In this study, the researchers focused on five regions varying in size from hundreds of thousands to about two million base pairs, which they chose because of the interesting features revealed by previous studies. This includes a well-characterized gene called Sox2, which plays a key role in tissue formation during embryonic development.
After capturing and sequencing the DNA fragments of interest, the researchers found several enhancers that interact with Sox2, as well as interactions between nearby genes and enhancers that had not been seen before. In other regions, especially those full of genes and enhancers, some genes interacted with up to 50 other pieces of DNA, and on average each interacting site contacted about 25 more pieces.
“People have seen multiple interactions of one DNA fragment before, but it’s usually on the order of two or three, so seeing that many of them was very significant in terms of the difference,” Hussain says.
However, the researchers’ technique does not reveal whether all of these interactions occur simultaneously or at different times, or which of these interactions is most important.
The researchers also found that DNA appears to wrap itself in overlapping “microparts” that facilitate these interactions, but they were unable to determine how the microparts formed. The researchers hope that further study of the underlying mechanisms will shed light on the fundamental question of how genes are regulated.

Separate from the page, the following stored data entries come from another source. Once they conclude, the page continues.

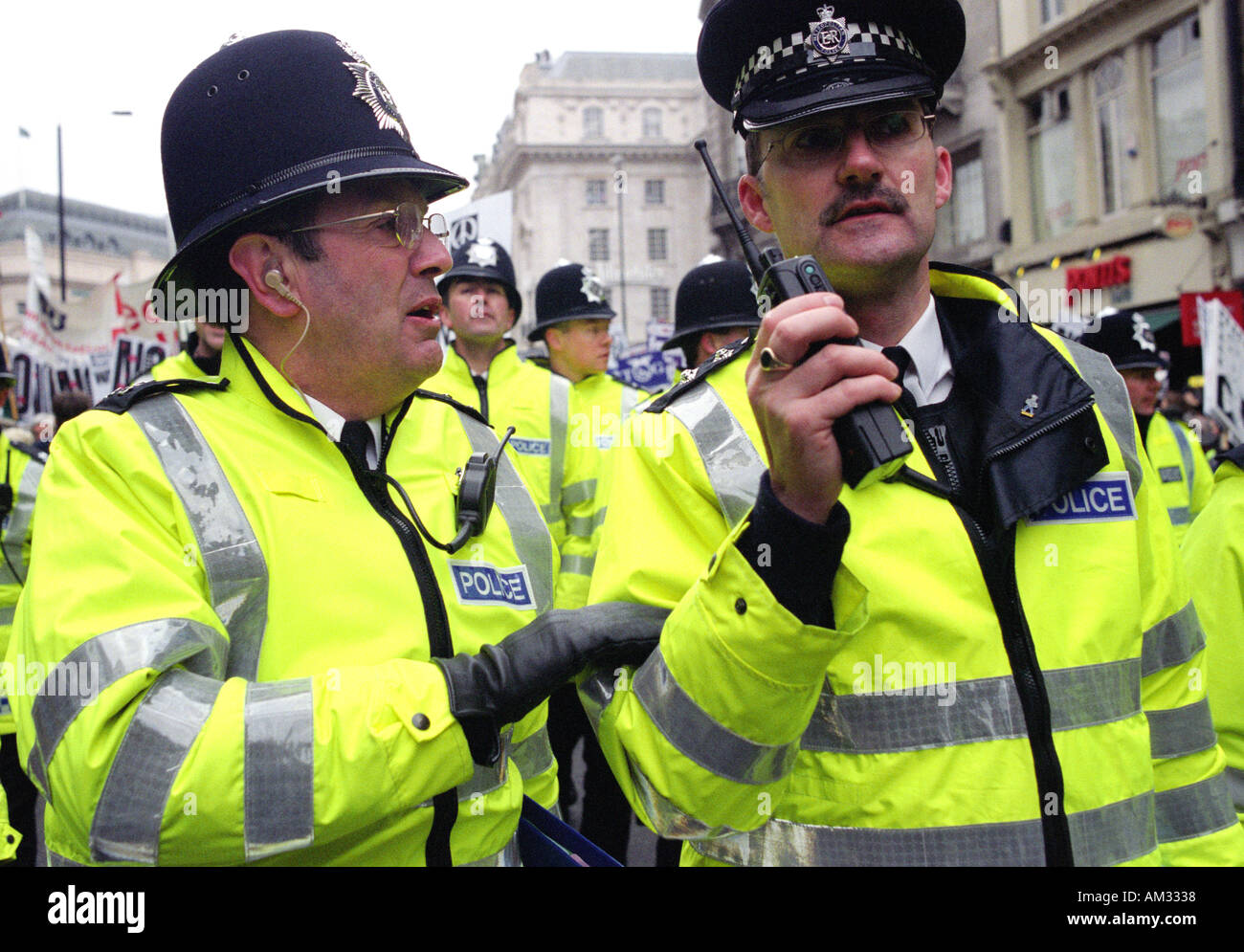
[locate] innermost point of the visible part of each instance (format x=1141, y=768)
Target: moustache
x=890, y=197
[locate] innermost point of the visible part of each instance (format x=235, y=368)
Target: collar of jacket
x=1000, y=365
x=259, y=381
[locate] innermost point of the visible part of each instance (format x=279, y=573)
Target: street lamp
x=60, y=193
x=620, y=189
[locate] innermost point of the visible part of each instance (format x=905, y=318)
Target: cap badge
x=1143, y=335
x=483, y=253
x=369, y=88
x=591, y=288
x=829, y=36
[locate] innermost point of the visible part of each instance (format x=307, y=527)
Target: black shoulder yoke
x=692, y=377
x=460, y=407
x=122, y=398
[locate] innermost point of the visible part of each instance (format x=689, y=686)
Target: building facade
x=597, y=154
x=100, y=241
x=1120, y=137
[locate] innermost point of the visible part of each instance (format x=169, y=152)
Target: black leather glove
x=502, y=682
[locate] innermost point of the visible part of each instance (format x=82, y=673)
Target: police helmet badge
x=591, y=288
x=830, y=35
x=1143, y=335
x=372, y=91
x=483, y=253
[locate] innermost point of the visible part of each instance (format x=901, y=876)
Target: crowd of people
x=348, y=596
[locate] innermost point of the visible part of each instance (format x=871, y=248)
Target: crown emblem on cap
x=483, y=253
x=591, y=288
x=829, y=36
x=369, y=88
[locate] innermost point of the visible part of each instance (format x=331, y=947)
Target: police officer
x=1176, y=454
x=829, y=687
x=200, y=357
x=714, y=306
x=284, y=658
x=572, y=319
x=483, y=369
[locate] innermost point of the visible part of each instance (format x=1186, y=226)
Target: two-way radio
x=871, y=438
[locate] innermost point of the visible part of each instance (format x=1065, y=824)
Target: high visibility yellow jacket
x=600, y=409
x=23, y=469
x=538, y=405
x=1186, y=476
x=1213, y=554
x=1016, y=697
x=9, y=837
x=236, y=634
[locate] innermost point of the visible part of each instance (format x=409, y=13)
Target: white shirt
x=929, y=375
x=332, y=422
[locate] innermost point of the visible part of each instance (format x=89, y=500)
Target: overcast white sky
x=451, y=66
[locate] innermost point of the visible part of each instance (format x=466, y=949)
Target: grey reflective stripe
x=1108, y=835
x=131, y=808
x=1181, y=731
x=969, y=711
x=1172, y=641
x=697, y=736
x=1111, y=394
x=1194, y=810
x=280, y=766
x=733, y=466
x=527, y=530
x=579, y=492
x=596, y=694
x=508, y=856
x=534, y=754
x=111, y=656
x=19, y=520
x=1185, y=454
x=1234, y=779
x=485, y=778
x=228, y=547
x=559, y=414
x=584, y=525
x=577, y=564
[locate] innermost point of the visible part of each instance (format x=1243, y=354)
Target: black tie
x=900, y=359
x=356, y=437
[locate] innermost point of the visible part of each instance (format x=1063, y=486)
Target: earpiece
x=275, y=280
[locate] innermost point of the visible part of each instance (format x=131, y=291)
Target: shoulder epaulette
x=36, y=454
x=693, y=377
x=1235, y=454
x=122, y=398
x=452, y=402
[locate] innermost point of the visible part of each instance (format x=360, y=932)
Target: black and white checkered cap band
x=865, y=44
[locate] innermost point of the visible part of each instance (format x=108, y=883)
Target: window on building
x=659, y=304
x=968, y=198
x=1180, y=107
x=1050, y=149
x=657, y=244
x=598, y=244
x=1052, y=11
x=651, y=119
x=593, y=122
x=1114, y=133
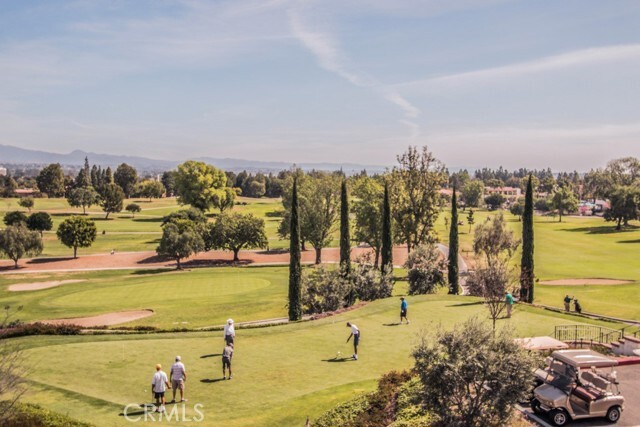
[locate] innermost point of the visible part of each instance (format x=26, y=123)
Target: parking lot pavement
x=629, y=377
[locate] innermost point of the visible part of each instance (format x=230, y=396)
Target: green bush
x=25, y=329
x=29, y=415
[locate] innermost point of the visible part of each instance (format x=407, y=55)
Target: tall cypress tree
x=452, y=266
x=387, y=241
x=526, y=265
x=345, y=238
x=295, y=290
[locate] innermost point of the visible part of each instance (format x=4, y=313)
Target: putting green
x=282, y=374
x=187, y=299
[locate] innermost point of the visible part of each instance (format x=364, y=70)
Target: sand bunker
x=103, y=319
x=41, y=285
x=580, y=282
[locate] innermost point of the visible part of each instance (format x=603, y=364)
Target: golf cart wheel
x=535, y=406
x=613, y=414
x=559, y=417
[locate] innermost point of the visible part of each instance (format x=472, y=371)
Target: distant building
x=508, y=192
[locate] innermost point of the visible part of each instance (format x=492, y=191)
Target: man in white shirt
x=177, y=376
x=159, y=384
x=355, y=333
x=229, y=332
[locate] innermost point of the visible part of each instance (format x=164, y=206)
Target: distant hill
x=10, y=155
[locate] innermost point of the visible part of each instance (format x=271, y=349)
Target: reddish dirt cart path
x=133, y=260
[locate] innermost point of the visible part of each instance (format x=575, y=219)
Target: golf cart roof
x=541, y=343
x=583, y=358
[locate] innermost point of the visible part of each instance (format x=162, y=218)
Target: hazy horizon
x=481, y=83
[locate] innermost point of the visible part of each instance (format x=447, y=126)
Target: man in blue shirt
x=403, y=310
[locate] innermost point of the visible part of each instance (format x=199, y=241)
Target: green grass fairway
x=187, y=299
x=281, y=374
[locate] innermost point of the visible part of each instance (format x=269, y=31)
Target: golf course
x=283, y=373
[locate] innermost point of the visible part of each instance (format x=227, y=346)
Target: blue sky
x=481, y=82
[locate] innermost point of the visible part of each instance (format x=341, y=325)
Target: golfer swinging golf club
x=355, y=333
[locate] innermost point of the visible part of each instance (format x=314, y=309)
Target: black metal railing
x=588, y=333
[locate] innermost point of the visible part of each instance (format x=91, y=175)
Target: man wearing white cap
x=229, y=332
x=178, y=376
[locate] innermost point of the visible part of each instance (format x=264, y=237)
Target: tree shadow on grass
x=151, y=271
x=49, y=260
x=465, y=304
x=339, y=359
x=205, y=356
x=211, y=380
x=604, y=229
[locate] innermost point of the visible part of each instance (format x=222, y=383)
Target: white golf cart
x=578, y=384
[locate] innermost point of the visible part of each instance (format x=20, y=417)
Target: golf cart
x=578, y=384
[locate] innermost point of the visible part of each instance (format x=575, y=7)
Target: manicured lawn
x=187, y=299
x=281, y=374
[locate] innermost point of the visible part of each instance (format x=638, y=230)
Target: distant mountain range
x=10, y=155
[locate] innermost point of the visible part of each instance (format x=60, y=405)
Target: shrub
x=369, y=283
x=25, y=329
x=324, y=290
x=29, y=415
x=425, y=270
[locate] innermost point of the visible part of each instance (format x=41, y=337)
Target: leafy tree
x=201, y=186
x=26, y=202
x=295, y=286
x=490, y=282
x=425, y=270
x=319, y=196
x=470, y=219
x=624, y=205
x=39, y=221
x=387, y=238
x=84, y=197
x=84, y=176
x=16, y=242
x=77, y=232
x=324, y=290
x=472, y=377
x=150, y=189
x=15, y=218
x=517, y=209
x=472, y=193
x=235, y=231
x=526, y=263
x=179, y=241
x=50, y=180
x=367, y=212
x=112, y=199
x=126, y=177
x=169, y=182
x=133, y=208
x=564, y=200
x=493, y=240
x=452, y=262
x=345, y=239
x=415, y=196
x=494, y=201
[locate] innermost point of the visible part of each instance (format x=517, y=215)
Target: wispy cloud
x=577, y=58
x=324, y=46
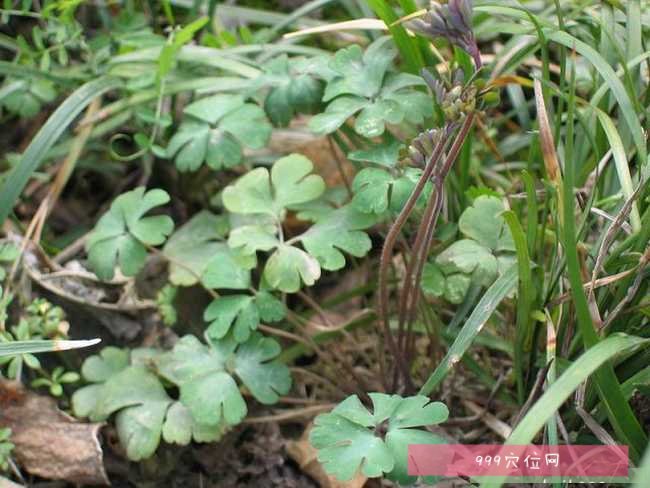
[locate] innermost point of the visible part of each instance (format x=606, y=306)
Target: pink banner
x=572, y=461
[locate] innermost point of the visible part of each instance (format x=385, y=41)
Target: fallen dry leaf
x=302, y=452
x=49, y=443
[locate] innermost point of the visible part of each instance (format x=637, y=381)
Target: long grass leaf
x=524, y=327
x=482, y=312
x=47, y=136
x=36, y=346
x=566, y=384
x=619, y=413
x=621, y=164
x=618, y=90
x=407, y=46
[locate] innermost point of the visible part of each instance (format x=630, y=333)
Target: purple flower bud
x=422, y=146
x=437, y=87
x=453, y=22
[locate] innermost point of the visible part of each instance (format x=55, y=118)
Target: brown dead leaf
x=49, y=443
x=302, y=452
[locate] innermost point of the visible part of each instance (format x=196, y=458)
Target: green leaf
x=341, y=229
x=180, y=427
x=228, y=269
x=336, y=114
x=288, y=266
x=484, y=223
x=376, y=190
x=109, y=362
x=215, y=130
x=241, y=314
x=347, y=442
x=248, y=239
x=359, y=73
x=223, y=311
x=481, y=313
x=565, y=385
x=204, y=376
x=121, y=233
x=209, y=392
x=289, y=183
x=469, y=257
x=433, y=281
x=386, y=154
x=265, y=378
x=138, y=397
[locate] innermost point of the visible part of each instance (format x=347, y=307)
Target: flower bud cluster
x=452, y=21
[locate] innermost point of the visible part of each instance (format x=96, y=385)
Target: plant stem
x=387, y=251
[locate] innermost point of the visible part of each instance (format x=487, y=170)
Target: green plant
x=57, y=378
x=215, y=130
x=293, y=87
x=483, y=221
x=6, y=447
x=130, y=385
x=360, y=82
x=122, y=234
x=486, y=252
x=351, y=438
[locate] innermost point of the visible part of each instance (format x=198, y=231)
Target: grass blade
x=407, y=46
x=33, y=347
x=621, y=164
x=558, y=393
x=46, y=137
x=482, y=312
x=619, y=413
x=618, y=90
x=526, y=294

“Although we don’t currently understand why these are in small parts, and we have all these open questions in front of us, we at least have a tool to rigorously ask these questions,” Joel says.
In addition to pursuing these questions, the MIT team also plans to work with researchers at Boston Children’s Hospital to apply this type of analysis to regions of the genome that have been linked to blood disorders in genome-wide association studies. They are also collaborating with researchers at Harvard Medical School to study variants associated with metabolic disorders.
The research was funded by a Koch Institute Support Grant (core) from the National Cancer Institute, the National Institutes of Health, the National Science Foundation, a Solomon Buchsbaum Research Support Committee Award, the Koch Institute Frontier Research Fund, an NIH Fellowship, and an EMBO Fellowship.